The NotebookLM project can be used for any future maintainers to ask questions about the project based on all of the artifacts.

> It doesn’t matter to AI whether the code is spaghetti code or not. What you said was only important when humans were maintaining the code.

In my experience using AI to work on existing systems, the AI definitely performs much better on code that humans would consider readable.

You can’t really sit here talking about architecting greenfield systems with AI using methodology that didn’t exist 6 months ago while confidently proclaiming that “trust me they’ll be maintainable”.

Well you can, and most consultants do tend to do that, but it’s not worth much.

I wasn’t born into consulting in 1996. AI for coding is by definition the worse today that it will ever be. What makes you think that the complexity of the code will increase faster than the capability of the agents?
You might have maintained large systems long ago, but if you haven't done it in a while your skill atrophies.

And the most important part is you haven't maintained any large systems written by AI, so stating that they will work is nonsense.

I won't state that AI can't get better. AI agents might replace all of us in the future. But what I will tell you is based on my experience and reasoning I have very strong doubts about the maintainability of AI generated code that no one has approved or understands. The burden of proof isn't on the person saying "maybe we should slow down and understand the consequences before we introduce a massive change." It's on the person saying "trust me it will work even though I have absolutely no evidence to support my claim".

> Well you can, and most consultants do tend to do that

Yeah they do.

I'm familiar enough with the claims to feel confident there is plenty of nefarious astroturfing occurring all over the web including on HN.

Indeed. Astro turfing posts have a particular smell to them.
I would like to introduce you to the concepts of interfaces and memory safety.

Well-designed interfaces enforce decoupling where it matters most. And believe it or not, you can do review passes after an LLM writes code, to catch bugs, security issues, bad architecture, reduce complexity, etc.

In my experience, consulting companies typically have a bunch of low-to-medium skilled developers producing crap, so the situation with AI isn't much different. Some are better than others, of course.
Also developer UX, common antipatterns, etc

This “the only thing that matters about code is whether it meets requirements” is such a tired take and I can’t imagine anyone seriously spouting it has has had to maintain real software.

I personally haven't made my my mind either way yet, but I imagine that a vibecoding advocate could say to you that maintaining code makes sense only when the code is expensive to produce.

If the code is cheap to produce, you don't maintain it, you just throw it away and regenerate.

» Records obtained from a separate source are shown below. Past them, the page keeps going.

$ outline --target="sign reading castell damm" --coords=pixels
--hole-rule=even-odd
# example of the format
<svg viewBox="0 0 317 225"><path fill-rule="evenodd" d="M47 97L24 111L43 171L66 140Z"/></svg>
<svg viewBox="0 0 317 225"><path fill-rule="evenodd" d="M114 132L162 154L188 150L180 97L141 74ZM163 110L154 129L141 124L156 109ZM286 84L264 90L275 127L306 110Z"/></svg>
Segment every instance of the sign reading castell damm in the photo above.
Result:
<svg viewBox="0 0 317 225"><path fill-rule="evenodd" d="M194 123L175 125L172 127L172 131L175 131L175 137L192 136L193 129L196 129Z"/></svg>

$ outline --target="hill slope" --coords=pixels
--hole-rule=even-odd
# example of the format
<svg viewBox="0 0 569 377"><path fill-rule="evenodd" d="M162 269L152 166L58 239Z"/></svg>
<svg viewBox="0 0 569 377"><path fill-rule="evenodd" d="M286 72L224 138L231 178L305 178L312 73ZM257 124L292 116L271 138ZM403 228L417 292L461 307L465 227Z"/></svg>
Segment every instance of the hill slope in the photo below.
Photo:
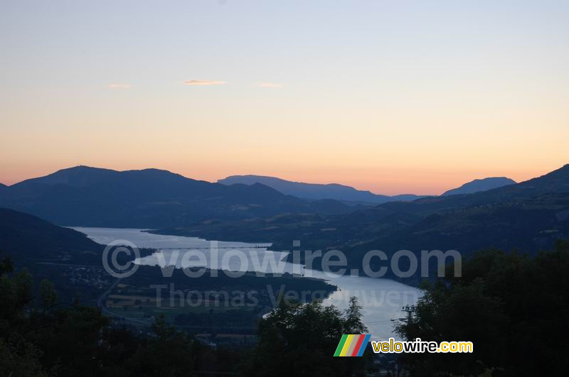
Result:
<svg viewBox="0 0 569 377"><path fill-rule="evenodd" d="M349 202L366 202L380 204L395 200L414 200L419 197L422 197L411 194L390 197L373 194L369 191L356 190L351 186L345 186L337 183L304 183L263 175L231 175L223 180L219 180L218 183L228 185L238 183L243 185L261 183L287 195L311 200L334 199Z"/></svg>
<svg viewBox="0 0 569 377"><path fill-rule="evenodd" d="M456 195L458 194L472 194L481 191L501 187L507 185L515 185L516 181L506 177L491 177L482 178L481 180L474 180L467 183L464 183L459 187L449 190L442 194L442 196Z"/></svg>
<svg viewBox="0 0 569 377"><path fill-rule="evenodd" d="M68 260L80 254L97 256L103 247L83 233L62 228L35 216L0 208L0 250L16 261Z"/></svg>
<svg viewBox="0 0 569 377"><path fill-rule="evenodd" d="M0 205L60 225L133 228L351 210L337 202L309 203L260 184L226 186L157 169L119 172L86 166L6 187L0 192Z"/></svg>

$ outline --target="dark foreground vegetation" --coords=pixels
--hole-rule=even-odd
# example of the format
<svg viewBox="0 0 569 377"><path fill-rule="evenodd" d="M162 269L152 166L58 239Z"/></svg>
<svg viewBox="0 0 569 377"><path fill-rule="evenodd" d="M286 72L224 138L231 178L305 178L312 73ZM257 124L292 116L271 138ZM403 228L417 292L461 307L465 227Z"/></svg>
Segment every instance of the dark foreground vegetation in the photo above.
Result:
<svg viewBox="0 0 569 377"><path fill-rule="evenodd" d="M365 331L360 307L280 305L260 320L255 348L213 349L159 317L151 333L117 327L100 308L63 304L49 280L0 259L0 376L362 375L365 359L332 357L343 334Z"/></svg>
<svg viewBox="0 0 569 377"><path fill-rule="evenodd" d="M472 354L407 354L413 376L566 376L569 243L535 258L479 252L462 276L424 286L403 337L472 342Z"/></svg>
<svg viewBox="0 0 569 377"><path fill-rule="evenodd" d="M365 333L353 300L341 312L280 300L256 345L211 348L158 317L151 332L112 324L100 308L58 301L25 270L0 260L0 376L376 376L393 357L335 358L343 334ZM563 376L569 370L569 243L535 257L489 250L462 276L426 284L408 339L469 341L472 354L402 354L403 376ZM374 339L372 339L374 340ZM379 340L379 339L377 339ZM392 364L393 366L393 364Z"/></svg>

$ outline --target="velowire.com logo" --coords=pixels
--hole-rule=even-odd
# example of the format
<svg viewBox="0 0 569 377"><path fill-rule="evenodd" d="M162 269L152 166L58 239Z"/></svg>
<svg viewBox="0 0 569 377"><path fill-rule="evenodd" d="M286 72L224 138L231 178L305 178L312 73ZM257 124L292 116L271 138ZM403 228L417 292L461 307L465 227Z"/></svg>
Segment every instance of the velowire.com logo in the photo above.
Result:
<svg viewBox="0 0 569 377"><path fill-rule="evenodd" d="M369 334L346 334L342 335L338 348L336 349L335 356L361 356L363 354L366 346L368 345L370 338Z"/></svg>

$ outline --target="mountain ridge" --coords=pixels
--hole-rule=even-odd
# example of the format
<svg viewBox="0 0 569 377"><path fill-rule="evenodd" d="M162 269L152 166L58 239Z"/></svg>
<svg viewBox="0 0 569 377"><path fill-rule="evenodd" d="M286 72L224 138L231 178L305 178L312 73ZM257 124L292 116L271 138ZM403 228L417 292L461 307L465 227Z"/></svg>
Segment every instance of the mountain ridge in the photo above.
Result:
<svg viewBox="0 0 569 377"><path fill-rule="evenodd" d="M251 185L255 182L271 187L283 194L309 200L334 199L347 202L381 204L395 200L414 200L425 195L400 194L389 196L374 194L371 191L356 189L339 183L307 183L284 180L267 175L230 175L218 180L218 183L230 185L234 184Z"/></svg>
<svg viewBox="0 0 569 377"><path fill-rule="evenodd" d="M212 218L339 213L339 202L309 202L261 184L226 186L159 169L86 166L26 180L0 192L0 206L59 225L158 228Z"/></svg>
<svg viewBox="0 0 569 377"><path fill-rule="evenodd" d="M516 183L515 180L507 177L488 177L467 182L458 187L445 191L441 196L473 194Z"/></svg>

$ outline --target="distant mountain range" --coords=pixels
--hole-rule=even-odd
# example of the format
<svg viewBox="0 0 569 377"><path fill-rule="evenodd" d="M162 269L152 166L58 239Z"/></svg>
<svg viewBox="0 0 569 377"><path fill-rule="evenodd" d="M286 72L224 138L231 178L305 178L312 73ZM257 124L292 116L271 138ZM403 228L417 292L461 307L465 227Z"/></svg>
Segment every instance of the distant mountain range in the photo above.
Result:
<svg viewBox="0 0 569 377"><path fill-rule="evenodd" d="M308 202L260 184L227 186L157 169L119 172L87 166L5 187L0 191L0 207L59 225L140 228L353 209L335 200Z"/></svg>
<svg viewBox="0 0 569 377"><path fill-rule="evenodd" d="M442 194L442 196L456 195L459 194L472 194L480 191L487 191L494 188L501 187L507 185L514 185L516 181L506 177L491 177L481 180L474 180L464 183L459 187L450 190Z"/></svg>
<svg viewBox="0 0 569 377"><path fill-rule="evenodd" d="M455 249L467 256L492 247L535 253L569 239L569 165L517 184L472 194L391 202L335 216L299 214L253 221L215 222L164 234L264 241L289 250L344 251L361 268L365 252ZM415 277L416 278L416 277ZM417 283L417 282L415 282Z"/></svg>
<svg viewBox="0 0 569 377"><path fill-rule="evenodd" d="M102 248L83 233L31 214L0 208L0 251L9 253L17 261L60 262L83 254L92 255L100 263Z"/></svg>
<svg viewBox="0 0 569 377"><path fill-rule="evenodd" d="M255 183L260 183L272 187L287 195L313 200L334 199L345 202L381 204L396 200L415 200L415 199L424 197L424 195L414 195L413 194L403 194L393 196L381 195L373 194L369 191L356 190L351 186L339 185L337 183L304 183L302 182L292 182L276 177L267 177L263 175L231 175L223 180L218 180L218 183L228 185L235 184L254 185Z"/></svg>

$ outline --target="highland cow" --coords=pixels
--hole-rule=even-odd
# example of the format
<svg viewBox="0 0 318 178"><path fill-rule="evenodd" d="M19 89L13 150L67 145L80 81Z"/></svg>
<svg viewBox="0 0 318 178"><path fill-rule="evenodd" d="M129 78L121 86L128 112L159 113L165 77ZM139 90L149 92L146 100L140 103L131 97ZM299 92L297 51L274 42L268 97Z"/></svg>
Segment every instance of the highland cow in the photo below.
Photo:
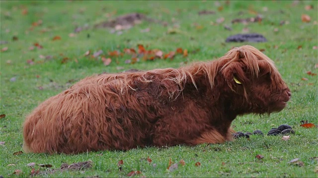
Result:
<svg viewBox="0 0 318 178"><path fill-rule="evenodd" d="M233 138L237 116L279 112L290 90L250 45L179 68L86 78L44 101L23 126L25 152L78 153Z"/></svg>

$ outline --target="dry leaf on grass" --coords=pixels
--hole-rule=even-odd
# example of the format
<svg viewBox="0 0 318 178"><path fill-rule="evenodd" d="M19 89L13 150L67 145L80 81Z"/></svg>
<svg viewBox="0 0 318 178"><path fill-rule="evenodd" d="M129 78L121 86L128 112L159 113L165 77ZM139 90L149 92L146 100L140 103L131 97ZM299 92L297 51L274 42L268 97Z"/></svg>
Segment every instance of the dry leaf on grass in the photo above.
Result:
<svg viewBox="0 0 318 178"><path fill-rule="evenodd" d="M185 165L185 161L184 161L184 160L180 160L180 162L179 162L179 163L180 163L182 166Z"/></svg>
<svg viewBox="0 0 318 178"><path fill-rule="evenodd" d="M117 166L119 166L119 167L121 166L121 165L122 165L123 164L124 164L124 161L123 161L123 160L120 160L117 163Z"/></svg>
<svg viewBox="0 0 318 178"><path fill-rule="evenodd" d="M290 135L283 136L283 137L282 137L282 140L284 141L288 141L290 137Z"/></svg>
<svg viewBox="0 0 318 178"><path fill-rule="evenodd" d="M4 47L1 49L1 52L6 51L9 48L8 47Z"/></svg>
<svg viewBox="0 0 318 178"><path fill-rule="evenodd" d="M300 126L305 128L313 128L315 127L315 124L313 123L308 123L302 124L300 125Z"/></svg>
<svg viewBox="0 0 318 178"><path fill-rule="evenodd" d="M43 168L52 168L52 167L50 164L37 164L36 165Z"/></svg>
<svg viewBox="0 0 318 178"><path fill-rule="evenodd" d="M28 166L28 167L33 167L34 166L35 166L35 163L30 163L26 165L26 166Z"/></svg>
<svg viewBox="0 0 318 178"><path fill-rule="evenodd" d="M109 65L111 62L111 59L110 58L106 58L104 57L102 57L101 60L103 61L103 63L104 63L104 65L106 66Z"/></svg>
<svg viewBox="0 0 318 178"><path fill-rule="evenodd" d="M52 39L52 41L57 41L57 40L61 40L61 39L62 39L61 37L58 36L56 36L53 37L53 38Z"/></svg>
<svg viewBox="0 0 318 178"><path fill-rule="evenodd" d="M264 158L264 156L260 155L260 154L258 154L256 156L255 156L255 157L258 159L262 159L263 158Z"/></svg>
<svg viewBox="0 0 318 178"><path fill-rule="evenodd" d="M13 175L16 175L17 176L20 175L21 174L23 173L22 171L21 170L16 170L15 171L14 171L14 172L13 172L13 173L12 173L12 174Z"/></svg>
<svg viewBox="0 0 318 178"><path fill-rule="evenodd" d="M177 169L178 169L178 164L177 163L173 164L169 167L169 171L170 172L172 172Z"/></svg>
<svg viewBox="0 0 318 178"><path fill-rule="evenodd" d="M5 117L5 114L0 115L0 119L4 118Z"/></svg>
<svg viewBox="0 0 318 178"><path fill-rule="evenodd" d="M289 161L288 163L293 164L294 165L297 165L297 166L299 166L299 167L302 167L304 166L304 162L300 161L299 160L299 158L295 158L293 160L292 160L290 161Z"/></svg>
<svg viewBox="0 0 318 178"><path fill-rule="evenodd" d="M84 53L84 56L87 56L89 55L89 54L90 54L90 50L88 50L88 51L85 52L85 53Z"/></svg>
<svg viewBox="0 0 318 178"><path fill-rule="evenodd" d="M310 16L307 14L302 14L302 21L304 22L310 22Z"/></svg>

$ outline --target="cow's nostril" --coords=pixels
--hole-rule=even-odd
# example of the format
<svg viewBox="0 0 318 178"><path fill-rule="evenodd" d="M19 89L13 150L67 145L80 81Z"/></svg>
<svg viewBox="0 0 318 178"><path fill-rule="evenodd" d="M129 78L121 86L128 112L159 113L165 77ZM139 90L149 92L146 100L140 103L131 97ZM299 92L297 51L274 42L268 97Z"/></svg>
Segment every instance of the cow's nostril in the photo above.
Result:
<svg viewBox="0 0 318 178"><path fill-rule="evenodd" d="M289 97L291 97L292 96L292 93L290 91L287 91L287 94L288 94L288 96L289 96Z"/></svg>

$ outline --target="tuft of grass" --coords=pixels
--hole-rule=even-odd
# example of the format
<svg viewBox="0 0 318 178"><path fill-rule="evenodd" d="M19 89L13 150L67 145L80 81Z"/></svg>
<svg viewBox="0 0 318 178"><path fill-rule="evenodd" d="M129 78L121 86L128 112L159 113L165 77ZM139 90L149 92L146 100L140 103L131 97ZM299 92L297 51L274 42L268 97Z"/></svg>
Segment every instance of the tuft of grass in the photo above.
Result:
<svg viewBox="0 0 318 178"><path fill-rule="evenodd" d="M56 171L41 168L47 174L42 177L123 177L131 171L140 171L135 177L317 177L318 168L317 128L300 126L300 121L308 120L318 125L318 78L306 74L318 73L318 4L316 1L0 1L0 175L3 177L30 177L31 162L49 164L59 169L63 163L69 164L91 160L93 166L81 171ZM312 9L305 7L312 5ZM27 9L27 14L23 14ZM199 15L198 12L213 10L214 14ZM143 21L122 31L118 35L107 29L94 29L98 23L117 16L139 12L158 22ZM263 16L260 23L247 25L232 24L237 18ZM311 21L302 21L301 16L311 17ZM225 21L217 23L223 17ZM42 24L32 23L42 20ZM284 21L285 24L280 25ZM161 22L162 23L159 23ZM163 26L162 23L167 24ZM225 30L224 26L233 30ZM77 27L88 27L76 34ZM141 30L150 28L148 33ZM250 33L262 34L268 40L263 43L225 43L230 35ZM175 30L175 34L167 33ZM61 40L53 41L56 36ZM16 36L17 41L12 38ZM42 49L29 50L38 43ZM102 49L104 53L124 48L137 48L142 44L147 49L158 48L165 53L177 47L187 49L187 57L176 56L173 60L141 60L126 64L130 57L112 58L107 66L99 58L84 56ZM221 57L233 46L251 44L263 52L276 63L292 92L288 106L269 116L248 115L238 117L233 123L237 131L258 129L266 135L272 128L281 124L291 125L296 131L288 141L280 136L251 135L249 139L239 138L223 144L201 144L194 147L178 145L169 148L139 148L126 152L103 151L77 155L13 153L22 149L22 124L25 116L47 98L55 95L73 84L93 74L115 73L132 68L149 70L156 68L177 68L196 61L213 60ZM42 55L51 55L44 59ZM66 63L61 62L69 58ZM34 60L30 65L28 60ZM117 61L117 63L115 62ZM302 80L306 78L307 81ZM255 158L261 154L264 158ZM148 157L151 163L147 160ZM299 158L304 166L288 162ZM167 170L169 160L173 163L183 159L185 166L178 165L173 172ZM117 162L123 160L120 171ZM196 167L199 162L201 166ZM13 164L13 165L12 165ZM155 164L155 165L154 165ZM40 167L36 166L36 170ZM12 174L16 170L19 175Z"/></svg>

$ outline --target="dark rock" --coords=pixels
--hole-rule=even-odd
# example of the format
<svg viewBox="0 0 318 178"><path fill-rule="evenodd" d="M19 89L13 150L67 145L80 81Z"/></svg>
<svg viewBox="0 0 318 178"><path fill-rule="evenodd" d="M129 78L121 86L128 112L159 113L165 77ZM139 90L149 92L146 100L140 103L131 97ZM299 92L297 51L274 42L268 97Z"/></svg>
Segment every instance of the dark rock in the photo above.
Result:
<svg viewBox="0 0 318 178"><path fill-rule="evenodd" d="M253 134L259 134L259 135L264 135L264 134L263 134L263 132L260 130L256 130L254 132L253 132Z"/></svg>
<svg viewBox="0 0 318 178"><path fill-rule="evenodd" d="M286 134L289 133L295 134L295 131L292 129L286 129L281 132L282 134Z"/></svg>
<svg viewBox="0 0 318 178"><path fill-rule="evenodd" d="M246 132L246 133L245 134L248 134L248 135L250 135L252 134L252 133L248 132Z"/></svg>
<svg viewBox="0 0 318 178"><path fill-rule="evenodd" d="M283 131L284 130L287 129L292 129L292 127L289 125L283 124L278 126L278 127L277 128L277 129L281 131Z"/></svg>
<svg viewBox="0 0 318 178"><path fill-rule="evenodd" d="M267 135L277 135L280 134L281 131L278 129L273 128L267 133Z"/></svg>
<svg viewBox="0 0 318 178"><path fill-rule="evenodd" d="M247 134L244 134L241 132L238 132L236 133L233 134L233 137L234 138L238 138L239 137L244 137L246 138L249 138L249 135Z"/></svg>
<svg viewBox="0 0 318 178"><path fill-rule="evenodd" d="M237 34L228 37L226 42L267 42L265 37L258 34Z"/></svg>

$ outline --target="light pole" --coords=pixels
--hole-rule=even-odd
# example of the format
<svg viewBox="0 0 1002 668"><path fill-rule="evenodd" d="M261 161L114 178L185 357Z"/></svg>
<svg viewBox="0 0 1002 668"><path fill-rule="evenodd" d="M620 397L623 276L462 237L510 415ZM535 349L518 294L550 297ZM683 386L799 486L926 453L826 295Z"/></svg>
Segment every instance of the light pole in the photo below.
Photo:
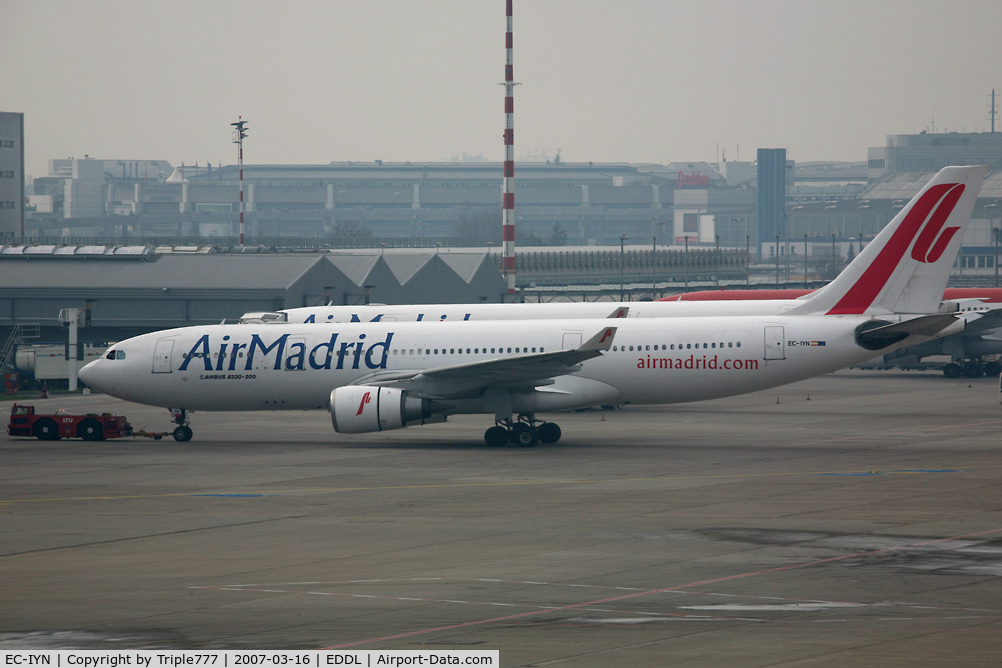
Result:
<svg viewBox="0 0 1002 668"><path fill-rule="evenodd" d="M626 282L625 281L626 251L624 249L623 244L626 242L626 239L628 238L629 237L626 236L625 232L619 235L619 300L620 301L625 301L625 299L623 298L623 287Z"/></svg>
<svg viewBox="0 0 1002 668"><path fill-rule="evenodd" d="M776 233L776 289L780 289L780 232Z"/></svg>
<svg viewBox="0 0 1002 668"><path fill-rule="evenodd" d="M752 246L752 237L744 235L744 286L752 286L752 255L748 254Z"/></svg>
<svg viewBox="0 0 1002 668"><path fill-rule="evenodd" d="M832 275L830 278L835 278L839 275L839 265L835 260L835 232L832 232Z"/></svg>
<svg viewBox="0 0 1002 668"><path fill-rule="evenodd" d="M688 291L688 234L685 235L685 291Z"/></svg>
<svg viewBox="0 0 1002 668"><path fill-rule="evenodd" d="M716 250L713 254L713 284L720 286L720 235L716 234Z"/></svg>
<svg viewBox="0 0 1002 668"><path fill-rule="evenodd" d="M233 130L233 143L236 144L236 163L239 165L239 182L240 182L240 226L239 226L239 244L243 245L243 138L247 136L246 132L247 122L243 120L243 116L237 116L235 123L230 123L234 128Z"/></svg>
<svg viewBox="0 0 1002 668"><path fill-rule="evenodd" d="M804 235L804 289L808 287L808 235Z"/></svg>
<svg viewBox="0 0 1002 668"><path fill-rule="evenodd" d="M650 237L650 295L657 294L657 237Z"/></svg>

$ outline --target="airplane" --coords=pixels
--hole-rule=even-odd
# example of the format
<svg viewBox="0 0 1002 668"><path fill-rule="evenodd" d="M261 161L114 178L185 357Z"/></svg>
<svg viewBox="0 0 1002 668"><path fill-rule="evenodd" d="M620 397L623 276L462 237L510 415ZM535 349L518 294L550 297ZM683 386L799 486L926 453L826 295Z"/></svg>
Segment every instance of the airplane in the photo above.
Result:
<svg viewBox="0 0 1002 668"><path fill-rule="evenodd" d="M769 289L718 289L682 292L662 297L662 301L725 301L745 299L797 299L813 290L802 288L769 288ZM871 360L861 365L863 369L881 369L888 367L922 366L922 361L935 356L949 356L950 362L942 366L943 376L948 379L976 379L982 376L999 376L1002 374L1002 364L996 361L985 362L986 356L1002 355L1002 287L947 287L943 291L945 300L955 301L959 310L979 313L992 313L971 322L962 332L934 339L915 346L910 346L888 355Z"/></svg>
<svg viewBox="0 0 1002 668"><path fill-rule="evenodd" d="M941 170L835 280L781 314L214 324L119 342L87 386L171 410L327 410L363 434L493 414L488 446L555 443L537 414L765 390L964 328L941 296L987 167ZM510 305L510 304L509 304Z"/></svg>

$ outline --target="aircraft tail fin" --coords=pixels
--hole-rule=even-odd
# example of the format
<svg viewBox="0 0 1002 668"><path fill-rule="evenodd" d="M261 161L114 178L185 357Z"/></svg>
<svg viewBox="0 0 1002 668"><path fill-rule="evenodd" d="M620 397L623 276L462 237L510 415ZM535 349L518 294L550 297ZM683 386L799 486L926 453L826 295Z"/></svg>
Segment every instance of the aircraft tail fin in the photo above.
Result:
<svg viewBox="0 0 1002 668"><path fill-rule="evenodd" d="M787 312L936 312L987 172L941 169L835 280Z"/></svg>

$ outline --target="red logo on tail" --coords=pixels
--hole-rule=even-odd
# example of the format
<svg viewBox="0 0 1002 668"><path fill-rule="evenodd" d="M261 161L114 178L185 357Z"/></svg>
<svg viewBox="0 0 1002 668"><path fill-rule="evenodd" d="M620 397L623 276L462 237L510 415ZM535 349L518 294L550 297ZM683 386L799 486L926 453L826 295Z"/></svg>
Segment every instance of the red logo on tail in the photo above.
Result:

If you have users, this only works if you have managed to encode nearly every user observable behavior into your test suite.

I’ve never seen this done even with LLMs. Not even close. And even if you did it, the test suite is almost definitely more complex than the code and will suffer from all the same maintainability problems.

The developer UX are the markdown files if no developer ever looks at the code.

Whether you are tired of it or not, absolutely no one in your value you chain - your customers who give your company money or your management chain cares about your code beyond does it meet the functional and non functional requirements - they never did.

And of course whether it was done on time and on budget

As a consumer of goods, I care quite a bit about many of the “hows” of those goods just as much as the “whats”.

My home, which I own, for example, is very much a “what” that keeps me warm and dry. But the “how” of it was constructed is the difference between (1) me cursing the amateur and careless decision making of builders and (2) quietly sipping a cocktail on the beach, free of a care in the world.

“How” doesn’t matter until it matters, like when you put too much weight onto that piece of particle board IKEA furniture.

Do you know how every nail was put into your house? Does the general contractor?
I dunno, I have extensive experience reviewing code, and I still review all the AI generated code I own, and I find nothing to complain about in the vast majority of cases. I think it is based on "holding it right."

For instance, I've commented before that I tend to decompose tasks intended for AI to a level where I already know the "shape" of the code in my head, as well as what the test cases should look like. So reviewing the generated code and tests for me is pretty quick because it's almost like reading a book I've already read before, and if something is wrong it jumps out quickly. And I find things jumping out more and more infrequently.

Note that decomposing tasks means I'm doing the design and architecture, which I still don't trust the AI to do... but over the years the scope of tasks has gone up from individual functions to entire modules.

In fact, I'm getting convinced vibe coding could work now, but it still requires a great deal of skill. You have to give it the right context and sophisticated validation mechanisms that help it self-correct as well as let you validate functionality very quickly with minimal looks at the code itself.

"Holding it right" has been one of my biggest problems. Many times I find the output affected by prompt poisoning, and I have to throw away the entire context.
It's not skill with talking to an LLM, it's the users skill and experience with the problem they're asking the LLM to solve. They work better for problems the prompter knows well and poorly for problems the prompter doesn't really understand.

Try it yourself. Ask claude for something you don't really understand. Then learn that thing, get a fresh instance of claude and try again, this time it will work much better because your knowledge and experience will be naturally embedded in the prompt you write up.

Not only you understanding the how, but you not understanding the goal.

I often use AI successfully, but in a few cases I had, it was bad. That was when I didn't even know the end goal and regularly switched the fundamental assumptions that the LLM tried to build up.

One case was a simulation where I wanted to see some specific property in the convergence behavior, but I had no idea how it would get there in the dynamics of the simulation or how it should behave when perturbed.

So the LLM tried many fundamentally different approaches and when I had something that specifically did not work it immediately switched approaches.

Next time I get to work on this (toy) problem I will let it implement some of them, fully parametrize them and let me have a go with it. There is a concrete goal and I can play around myself to see if my specific convergence criterium is even possible.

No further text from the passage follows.